Well, things have changed. Today’s baby namers are putting a tremendous amount of thought into nicknames. Not only are they more willing to put them on the birth certificate (Gracie, Gus), but they are placing almost as much importance on their babies’ everyday/pet names as on their birth certificate appellations, sometime picking the colloquial form first and then finding a formal name that’s fits it.

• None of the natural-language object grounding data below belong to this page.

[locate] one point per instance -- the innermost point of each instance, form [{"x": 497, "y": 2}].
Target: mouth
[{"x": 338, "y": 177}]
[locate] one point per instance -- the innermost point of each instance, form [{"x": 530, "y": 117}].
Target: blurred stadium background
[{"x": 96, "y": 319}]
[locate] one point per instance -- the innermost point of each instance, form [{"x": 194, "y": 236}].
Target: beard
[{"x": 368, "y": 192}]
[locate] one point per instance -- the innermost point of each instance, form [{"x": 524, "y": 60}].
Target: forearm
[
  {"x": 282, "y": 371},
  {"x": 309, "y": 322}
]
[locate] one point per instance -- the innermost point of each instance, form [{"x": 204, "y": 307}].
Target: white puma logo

And in many cases, the connections between the two are way less direct than they used to be, sometimes just sharing a first initial, or playing with a middle or last syllable, such as using Lia for Cecilia or Amelia.
Our own nameberries are especially inventive when it comes to creative nicknaming. Here are some of the recent examples we’ve noticed:
BEATRIX—BIXIE instead of Bea or Trixie
CAROLINE—CALLIE instead of Carrie
ELEANOR—NORA instead of Ellie or Nell
ELODIE—NELL instead of Ellie
FELICITY—FLICK or FLICKA
FRANCES—FANCY instead of Franny or Fanny
GWENDOLYN—DOLLY instead of Gwen
JOSEPHINE—EFFIE or FEE or POSY instead of Josie
JULIETTE—LETTIE instead of Julie
PENELOPE—PIPPA instead of Penny
ROCHELLE—ELLIE instead of Shelley
TABITHA—BIT instead of Tabby
THERESA—REESE instead of Terry
VICTORIA—PLUM (as in the Victoria plum) instead of Vicky
VIOLA—LOLA instead of Vi
VIOLET—VIO instead of Vi
AUGUSTUS—GUSTO instead of Augie or Gus
CRISPIN—PIP instead of Cris
JACOB–COBY/COBIE instead of Jake
JAMES—JEM instead of Jim
MALCOLM—MAC or MALCO instead of Mal
NICHOLAS—COLE instead of Nick
PHILIP—PHILO or FLYNN instead of Phil
RICHARD—HARDY instead of Rick or Dick
THEODORE—THOR instead of Ted
WALLACE—ACE instead of Wally
Have you come up with any innovative nicknames for your favorite names?